По свидетельству очевидцев-иноземцев, блуд, прелюбодеяние и подобный тому разврат существовали в Москве вне всяких размеров, женщины не уступали мужчинам в бесстыдстве и невоздержании и весьма часто, напившись, первые начинали чересчур безобразничать. Даже монахи не служили примером нравственности для мирян и, без стеснения, предавались порокам всякого рода сладострастия. Так, в грамоте Евфимия митрополита новоторжекого и великолукского на имя протопопа Ивана Афанасьева (август 1695 года) прямо указывалось на упадок нравственности в монастырях: «Ведомо нам преосвященному митрополиту учинилось: в нашей епархии в монастыри приезжают богомольцы на праздники и кроме праздников в святые обители молиться, мужской пол и женский, и будучи в монастыре на праздники жены и девы ночуют в кельях и обедают в кельях у властей и рядовой братии; и се зело непристойно иноческому чину и нсблагочинно, наипаче же грешно, ибо от того дьявола сети простираются к блудному похотению и зело зазорно иноческому чину».
Но существовала ли на Руси проституция? Непотребных женщин можно было найти сколько угодно, вот только официально признанная нетерпимою, проституция была лишь плохо организована. Свидетельством, в частности, служат тогдашние правительственные распоряжения. В наказе князю Волконскому, назначенному воеводой в Чернигов, от 8 февраля 1696 года, говорится: «да окольничьему и воеводе велят смотреть и остерегаться того накрепко, чтоб полковник и начальные люди и его полку ратные люди жили в чистоте; а если есть между ними какие женки, или девки, опричь законных жен, и тех выбить вон, чтоб великого государя ратные люди были в чистоте, а от нечистых жен свободны».

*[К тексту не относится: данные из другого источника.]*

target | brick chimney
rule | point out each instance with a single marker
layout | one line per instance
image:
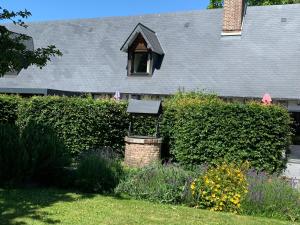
(233, 17)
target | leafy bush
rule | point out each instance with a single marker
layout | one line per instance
(271, 196)
(82, 123)
(98, 171)
(208, 129)
(13, 157)
(221, 188)
(197, 128)
(46, 153)
(157, 183)
(9, 108)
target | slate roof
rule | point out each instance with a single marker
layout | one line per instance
(266, 58)
(149, 36)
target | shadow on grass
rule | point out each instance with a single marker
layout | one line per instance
(19, 204)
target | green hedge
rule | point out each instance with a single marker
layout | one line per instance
(196, 128)
(8, 108)
(209, 130)
(82, 123)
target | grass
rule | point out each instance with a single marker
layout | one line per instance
(50, 206)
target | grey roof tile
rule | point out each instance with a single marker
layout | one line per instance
(265, 59)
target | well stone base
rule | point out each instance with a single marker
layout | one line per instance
(142, 151)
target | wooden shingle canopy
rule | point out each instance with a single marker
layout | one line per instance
(144, 107)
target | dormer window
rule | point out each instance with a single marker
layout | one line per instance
(144, 51)
(140, 62)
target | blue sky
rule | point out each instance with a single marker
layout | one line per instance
(70, 9)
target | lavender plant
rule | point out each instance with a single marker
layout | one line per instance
(272, 196)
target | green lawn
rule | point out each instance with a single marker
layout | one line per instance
(48, 206)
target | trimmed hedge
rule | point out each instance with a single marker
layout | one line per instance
(197, 128)
(82, 123)
(211, 129)
(8, 108)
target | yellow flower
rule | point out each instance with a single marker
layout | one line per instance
(193, 186)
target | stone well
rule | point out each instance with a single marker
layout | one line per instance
(142, 151)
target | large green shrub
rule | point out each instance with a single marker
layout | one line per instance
(197, 128)
(13, 157)
(9, 108)
(207, 130)
(46, 153)
(98, 171)
(82, 123)
(157, 183)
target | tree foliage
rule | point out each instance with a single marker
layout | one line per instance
(214, 4)
(14, 55)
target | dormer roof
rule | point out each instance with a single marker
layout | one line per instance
(149, 36)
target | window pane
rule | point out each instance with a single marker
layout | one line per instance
(140, 62)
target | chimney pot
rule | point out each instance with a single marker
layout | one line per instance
(233, 17)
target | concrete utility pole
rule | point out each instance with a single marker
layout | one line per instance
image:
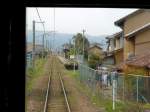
(74, 55)
(83, 44)
(43, 46)
(33, 49)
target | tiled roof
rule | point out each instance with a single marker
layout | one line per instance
(140, 61)
(120, 66)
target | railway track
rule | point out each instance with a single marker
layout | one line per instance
(56, 98)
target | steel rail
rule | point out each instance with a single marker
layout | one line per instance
(47, 94)
(66, 99)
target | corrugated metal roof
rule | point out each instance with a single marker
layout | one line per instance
(146, 26)
(120, 21)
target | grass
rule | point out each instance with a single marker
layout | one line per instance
(33, 74)
(99, 101)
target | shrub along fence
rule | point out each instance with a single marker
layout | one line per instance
(124, 88)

Несмотря, однако, на сильное развитие тайной проституции, которая не связывалась никакими особыми для нее законами, разврат в России в конце XVII века, или точнее греховные связи за плату, преследовались жестоко. Во всех карательных мерах чувствовалось прежде всего влияние духовной власти. Патриарх Адриан в инструкции от 26 декабря 1697 года старостам поповским и благочинным смотрителям постановил: «Которая вдова или девка приживет с кем беззаконно и родит ребенка и тое родительницу молитвою очистить и младенцу имя нарещи и тое родительницу взять в Десятильнич Двор и допросить, с кем она того ребенка прижила, и того, на кого скажет, сыскав допросить и по розыску учинить ему наказание, бить шелепами нещадно и сослать под начало в монастырь».

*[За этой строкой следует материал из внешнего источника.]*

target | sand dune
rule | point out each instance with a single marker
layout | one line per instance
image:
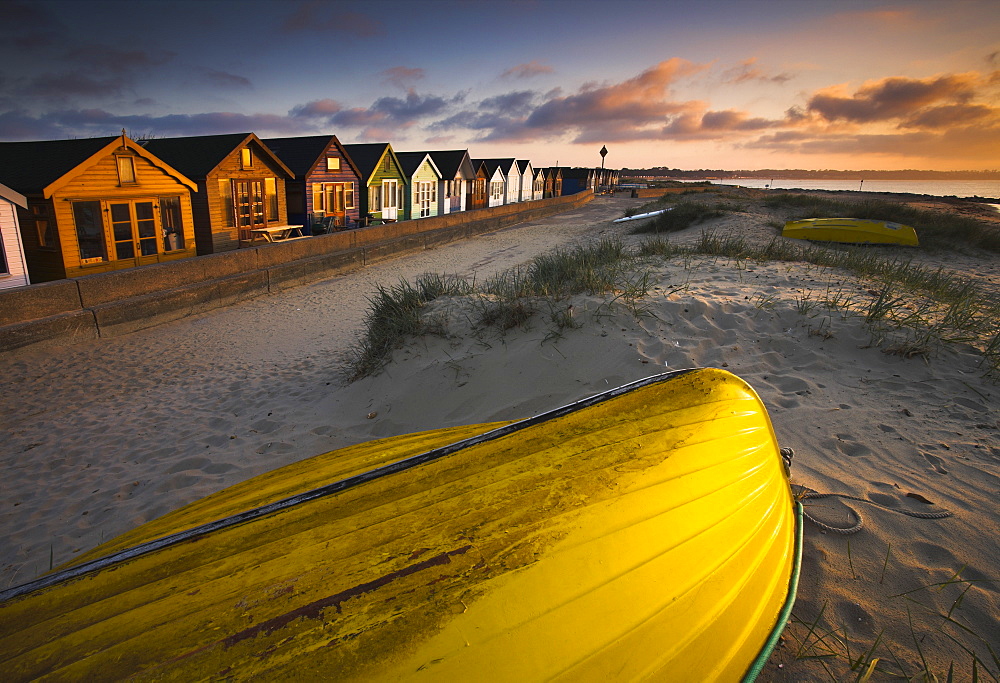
(105, 435)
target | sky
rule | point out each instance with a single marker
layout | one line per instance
(712, 84)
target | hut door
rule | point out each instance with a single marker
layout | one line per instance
(390, 200)
(134, 227)
(248, 195)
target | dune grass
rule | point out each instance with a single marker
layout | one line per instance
(910, 310)
(507, 300)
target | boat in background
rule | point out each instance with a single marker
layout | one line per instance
(851, 231)
(645, 532)
(640, 216)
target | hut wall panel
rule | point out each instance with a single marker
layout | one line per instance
(15, 274)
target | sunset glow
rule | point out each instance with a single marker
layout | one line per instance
(716, 84)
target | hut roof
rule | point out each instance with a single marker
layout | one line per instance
(30, 167)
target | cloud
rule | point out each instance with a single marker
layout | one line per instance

В наказе ярославскому воеводе Степану Траханиотову от 13 октября 1698 года предписывалось: Да и того беречь накрепко, чтоб в городе, на посаде и в уезде во всех станах и волостях и селах и в деревнях разбоев и татьбы и грабежу и убийства и корчем и блядни и табаку ни у кого не было; а которые люди учнут каким воровством воровать, грабить, разбивать и красть или иным каким воровством промышлять и корчмы и блядни и табак у себя держать: и тех воров служилым людям велеть имать и приводить к себе в Ярославль и сыскивать про их воровство накрепко.
При патриархальном невежестве наших прадедов , отсутствии гигиены, засилии знахарей и колдунов, религиозном фанатизме — заболевания сифилисом относили к каре небесной и потому не изыскивали средств лечения, а ожидали чудесного исцеления от проказы. Больные не отделялись от семей, никаких предосторожностей не предпринимали. Сифилис вообще принимался за золотуху, простуду, порчу (колдовство), а иногда просто за ничто. Больные же не признавали себя больными и не желали лечиться.
Как и повсюду, правда и ложь на Руси были крепко накрепко повязаны друг с другом. Исстари ложь, в народе называемая еще и блядением, основывалась на представлении, что Всевышний создал женщину из кривого ребра, оттого и пошла кривая ложь, кривая как московская оглобля в городских пролетках да еще при сивом мерине, а если понасмешливей, то дичь во щах и сапоги всмятку. Один сморозит, другой плетет кошели с лаптями. От иного вранья уши вянут врет так, что святых выноси и сам выходи. Через другое вранье не перелезть и под него иглы не подбить.
И во всем повинным считалось безудержное людское воображение, которому одного факта или голой правды мало надо еще что-нибудь наплести по этому поводу, напридумывать, придать весу, а навыдумывав, убедить еще себя и других в правдивости вымысла. Ну а уж если придать сей фантазии еще и художественную форму исторического повествования, то можно даже увидеть, как придуманное, по силе своего воздействия, ничем не уступает подлинным событиям или явлениям.